Kini pengguna Ajaib telah tersebar luas hingga ke beragam kota-kota lapis kedua dan ketiga. Anderson mendedikasikan keberhasilan raihan pendanaan dahsyat ini untuk seluruh pengguna setianya.
"Hari ini, jutaan orang Indonesia menabung dan berinvestasi lewat Ajaib. Kalau ditanya investasi US$270 juta ini sebenarnya untuk siapa, jawabannya sederhana: untuk teman-teman nan setiap gajian menyisihkan sedikit demi sedikit untuk nabung saham dan kripto. Ini kepercayaan bumi kepada kalian, bukan hanya kepada kami," ungkapnya.
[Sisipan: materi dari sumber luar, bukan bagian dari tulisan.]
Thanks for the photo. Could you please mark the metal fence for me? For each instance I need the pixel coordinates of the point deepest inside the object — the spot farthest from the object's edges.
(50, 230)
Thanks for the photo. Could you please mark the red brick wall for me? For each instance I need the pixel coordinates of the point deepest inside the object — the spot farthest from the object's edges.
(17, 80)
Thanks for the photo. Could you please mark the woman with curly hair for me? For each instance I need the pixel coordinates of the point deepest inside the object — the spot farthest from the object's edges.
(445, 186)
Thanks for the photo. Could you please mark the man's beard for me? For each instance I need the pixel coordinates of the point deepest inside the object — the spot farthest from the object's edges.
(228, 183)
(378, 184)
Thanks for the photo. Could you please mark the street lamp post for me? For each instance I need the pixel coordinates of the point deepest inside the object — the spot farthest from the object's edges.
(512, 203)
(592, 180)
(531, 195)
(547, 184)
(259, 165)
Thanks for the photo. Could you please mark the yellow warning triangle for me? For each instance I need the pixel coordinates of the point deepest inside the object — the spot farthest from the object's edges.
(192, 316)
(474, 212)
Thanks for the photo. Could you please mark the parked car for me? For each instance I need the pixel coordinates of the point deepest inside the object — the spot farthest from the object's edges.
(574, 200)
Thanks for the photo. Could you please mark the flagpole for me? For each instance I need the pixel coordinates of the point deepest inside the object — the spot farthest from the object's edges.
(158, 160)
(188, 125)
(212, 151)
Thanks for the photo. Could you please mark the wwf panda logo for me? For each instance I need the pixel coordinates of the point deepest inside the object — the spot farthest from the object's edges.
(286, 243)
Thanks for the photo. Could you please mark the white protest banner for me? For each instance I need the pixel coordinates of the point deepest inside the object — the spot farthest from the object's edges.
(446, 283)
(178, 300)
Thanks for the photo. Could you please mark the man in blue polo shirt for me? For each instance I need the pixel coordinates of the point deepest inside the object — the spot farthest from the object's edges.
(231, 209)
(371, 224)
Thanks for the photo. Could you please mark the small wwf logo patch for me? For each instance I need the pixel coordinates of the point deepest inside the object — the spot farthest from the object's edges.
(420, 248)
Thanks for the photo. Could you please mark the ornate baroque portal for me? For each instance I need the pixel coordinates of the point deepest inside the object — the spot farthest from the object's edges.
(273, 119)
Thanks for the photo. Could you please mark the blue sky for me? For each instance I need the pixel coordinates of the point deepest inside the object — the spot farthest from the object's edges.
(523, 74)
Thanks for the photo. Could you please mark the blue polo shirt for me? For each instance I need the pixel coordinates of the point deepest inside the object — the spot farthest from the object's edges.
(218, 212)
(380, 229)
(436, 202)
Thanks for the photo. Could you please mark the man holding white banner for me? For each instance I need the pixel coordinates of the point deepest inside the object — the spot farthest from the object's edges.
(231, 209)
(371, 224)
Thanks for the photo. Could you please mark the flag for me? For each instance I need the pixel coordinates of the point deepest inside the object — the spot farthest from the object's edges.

Anderson turut menyoroti tingginya antusiasme organisasi saham dan mata uang digital lokal dalam mempelajari literasi finansial. Pihaknya menilai semangat belajar masyarakat Indonesia sangat luar biasa di kancah global.
"Komunitas saham dan mata uang digital di Indonesia itu luar biasa, mungkin nan paling semangat belajar di dunia," beber Anderson.
Pasar saham domestik, Amerika Serikat, hingga aset mata uang digital belakangan memang mulai menunjukkan tanda-tanda penguatan. Kondisi ini menuntut kehati-hatian agar para pemula pantang terjebak tren sesaat alias FOMO.
"Pesan saya santuy saja, cuan itu datang dari sabar, belajar, dan konsisten, bukan dari FOMO. Tugas kami memastikan begitu kalian siap mulai, semuanya aman, murah, dan gampang," terangnya.
Ekonomi nasional tercatat konsisten tumbuh di kisaran lima persen setiap tahunnya. Anderson mempertanyakan pihak mana saja nan selama ini betul-betul bisa menikmati hasil pertumbuhan tersebut secara langsung.
"Ekonomi kita tumbuh sekitar lima persen setiap tahun. Pertanyaannya, siapa nan menikmati pertumbuhan itu?," ucap Anderson.
Inovasi teknologi Ajaib dirancang guna mendistribusikan potensi pertumbuhan pasar modal nasional kepada seluruh lapisan masyarakat. Penguasaan edukasi finansial dinilai sangat krusial demi meratakan hasil pertumbuhan ekonomi tersebut.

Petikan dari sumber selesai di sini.